A nice list of pro and con articles show up. Have fun!
What’s clear from the titles of the articles is that document based databases, a.k.a. NoSQL, are still in their infancy. Relational still holds the minds of most developers. A look at the Technology Adoption Life Cycle chart superimposed with Gartner’s Hype Cycle gives a good idea where MongoD might be:
If MongoDB has 8% market share it is still selling to early adopters. Somewhere around 15% market share might be considered having gone mainstream and that’s probably a safer time to invest. The risk now is the trough of disillusionment when the stock can easily fall by 50%. MDB’s all time high is around 108, a 50% drop is to 54. My cost basis is $61 down from 68.67 which was my entry price (trading and selling covered calls).
Had the dip been larger I would have bought some trading shares but I had to be content trading covered calls
Denny Schlesinger
The image comes from this article which is way too complicated for me.
Technology-adoption, technology-evolution and lifecycle-management
I’ve spent some time pondering how to explain the NoSQL case and this is what I came up with.
The difference is in the use case. SQL was designed with a specific use case in mind, basically a book keeping system. It is based on three basic assumptions
Your data comes in relatively small batches
You have 100% control over the incoming data
You expect 100% reliability from the data stored in your database (or as close to 100% as you can get)
As I said, essentially something like a book keeping system. Incoming data is something like an invoice. It’s small and you can force whoever is storing it into the system to adhere to the rules: it has to have a date in a certain format, company information that is properly defined, dollar amount etc. It can be that your system is serving a thousands of companies and you are processing a lot of invoices at any given moment, but each transaction is well manageable within a computer’s active memory. And as per point 3) you are expecting the information stored to be bulletproof, because you are using the data for submitting your taxes.
Now imagine the complete opposite of those assumptions.
Your data comes in extremely large batches
You have very little control over the incoming data
You don’t care about 100% reliability
This is the data mining system:
“Here’s 3 terrabytes of data from 92 of our facilities. You’ll get another 3-5 TB each week. Oh and our facilities have differrent combinations of equipment running different software versions so don’t expect the data to be in a unified format plus the composition may change every week. Use it to compile useful statistical data and maybe optimize some of our processes.”
This is a nightmare scenario for a SQL database. Modern SQL systems have adapted over the years to be more flexible than the original 80s era rigid book-keeping like systems but still you probably would have to dump most of the data and concetrate on the 5% of it that is in the same format and then slowly build translators for additional data sets to feed a bit more of the rest of the data.

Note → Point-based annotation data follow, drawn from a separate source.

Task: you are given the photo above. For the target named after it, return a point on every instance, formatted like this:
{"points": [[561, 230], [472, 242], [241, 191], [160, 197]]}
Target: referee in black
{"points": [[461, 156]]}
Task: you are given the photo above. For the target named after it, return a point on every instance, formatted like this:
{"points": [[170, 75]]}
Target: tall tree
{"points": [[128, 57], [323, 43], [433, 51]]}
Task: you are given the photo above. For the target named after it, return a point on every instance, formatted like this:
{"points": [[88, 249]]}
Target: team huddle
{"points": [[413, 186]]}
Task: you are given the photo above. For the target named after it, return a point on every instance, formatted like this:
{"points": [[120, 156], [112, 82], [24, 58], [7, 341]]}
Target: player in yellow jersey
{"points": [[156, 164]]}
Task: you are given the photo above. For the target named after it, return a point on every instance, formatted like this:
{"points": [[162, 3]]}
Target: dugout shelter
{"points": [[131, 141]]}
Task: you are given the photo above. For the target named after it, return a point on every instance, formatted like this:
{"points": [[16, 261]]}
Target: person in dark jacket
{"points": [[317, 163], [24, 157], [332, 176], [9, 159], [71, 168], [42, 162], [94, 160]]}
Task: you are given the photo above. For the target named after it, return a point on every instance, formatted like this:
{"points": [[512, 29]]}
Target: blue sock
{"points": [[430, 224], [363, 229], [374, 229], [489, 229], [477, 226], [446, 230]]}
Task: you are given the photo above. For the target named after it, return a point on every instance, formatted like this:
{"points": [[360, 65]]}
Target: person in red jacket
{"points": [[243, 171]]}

NoSQL like MongoDB on the other hand is perfect for this. You can load the whole mess of your data on it first and ask questions later - sort your data out, bring it to a common format, run statistics etc. You don’t care about only having 100% reliable data in your system, what you care about is for the data to have statistical significance.
If you look at the system you want to build, it will probably be somewhere between the two extremes but the closer it is to the billing system the better off you are with a SQL database and the closer it is to a data mining one, the better MongoDB will be for you.